Douglas Adams heard a lot of whooshing in the course of turning The Hitchhiker’s Guide to the Galaxy into a cult phenomenon. It started as a radio program, became a book (ultimately a six book trilogy), a TV series, a video game and most recently a movie. It might actually have been made into a film before Adams’ untimely death had it not been for his highly refined skill of procrastination. In fact, it’s startling than one so creatively prolific had to almost be forced to produce. At one point, his editors resorted to locking him in a hotel room for three weeks just to get him to complete a project. And you thought you had problems getting folks to meet their deadlines!

What is it about deadlines that make even the most stable among us recoil in horror and begin plotting subversive campaigns of résistance? Perhaps it’s because the dark origins of the term itself are rooted deeply in our psyche. The word was coined at the Andersonville military prison during the Civil War. Prison guards drew a line roughly seventeen feet around the interior wall of the compound. Any prisoner crossing that line was assumed to be escaping and would be shot dead. This was a literal dead line.
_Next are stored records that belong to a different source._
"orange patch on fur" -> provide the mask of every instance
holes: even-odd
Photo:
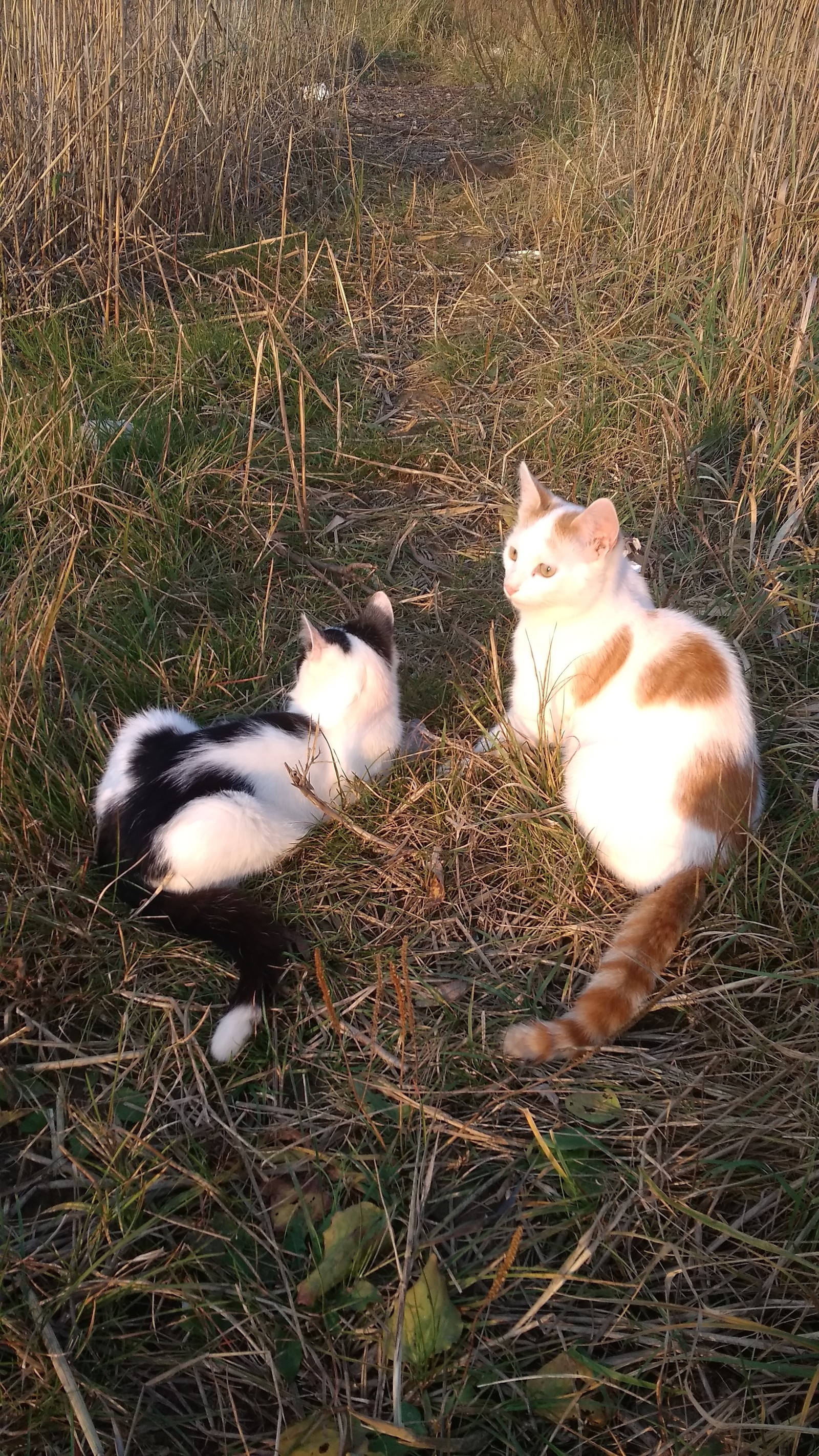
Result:
[[[602,693],[605,684],[611,681],[626,662],[633,641],[631,628],[620,628],[608,642],[604,642],[599,652],[592,652],[582,660],[572,681],[578,708],[582,708],[583,703],[591,703],[592,697]]]
[[[643,668],[634,689],[639,708],[682,703],[700,708],[719,703],[729,690],[724,658],[700,632],[685,632],[668,652]]]
[[[560,502],[560,504],[563,505],[564,502]],[[582,514],[583,514],[582,511],[562,510],[554,517],[554,521],[551,524],[553,540],[564,540],[564,542],[573,540],[573,537],[575,537],[575,521]]]
[[[698,751],[676,780],[674,807],[684,818],[710,828],[726,849],[742,849],[759,792],[759,772],[754,760]]]

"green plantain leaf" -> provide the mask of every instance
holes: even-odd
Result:
[[[396,1316],[397,1310],[393,1310],[387,1335],[388,1357],[396,1348]],[[401,1356],[409,1364],[426,1364],[432,1356],[441,1354],[455,1344],[461,1328],[463,1321],[450,1299],[447,1280],[438,1268],[438,1258],[431,1254],[419,1278],[407,1290]]]
[[[359,1255],[365,1254],[384,1232],[384,1214],[374,1203],[356,1203],[335,1213],[324,1232],[324,1258],[317,1270],[301,1281],[297,1303],[308,1309],[329,1294],[351,1273]]]

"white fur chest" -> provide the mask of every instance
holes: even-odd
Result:
[[[614,632],[612,619],[602,629],[596,613],[576,622],[556,623],[543,616],[522,616],[512,638],[514,678],[509,721],[531,741],[560,743],[573,718],[572,678],[580,661],[601,644],[601,630]]]

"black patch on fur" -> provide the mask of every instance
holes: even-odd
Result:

A more benign understanding of the term crept into our language during the 1920’s. Newspaper editors began using the word to indicate the latest possible time copy could be submitted in order to meet a press run. The expression gained quick popularity and soon students, workers and folks in general had to face the dreaded deadline.

While we may not like deadlines, they’re really pretty helpful tools and something that every leader should use. One of the best reasons for using deadlines is that they establish clarity between the person making an assignment and the one receiving it. Almost everyone has had the unhappy experience of discovering that when the Boss said, “Get to it when you can,” they actually meant “get to it now!” A deadline takes the mystery out such individual expectations. In the same spirit, deadlines help you set priorities. Even in an age where everything is a priority, reason must sometimes prevail (at least in theory). A deadline provides a legitimate negotiating point—“if I accept this deadline, this other one will have to slip; which will it be?” Finally, deadlines establish accountability. It’s simply one of life’s truisms, that when someone is held accountable, things tend to get done. When no one is accountable nothing gets done. It’s also true that being held accountable isn’t always comfortable. Maybe that’s why we don’t like deadlines.

Of course, none of this matters when you’re on the receiving end of a deadline you’d rather not meet. If it’s any consolation, just remember that even Superman (as Daily Planet reporter Clark Kent) had to endure the same tribulation despite his unique powers. So give them a chance. Perhaps, like Clark Kent, you’ll discover that deadlines don’t contain Green Kryptonite and unlike Douglas Adams, you won’t have to be locked in a hotel room to get your work done!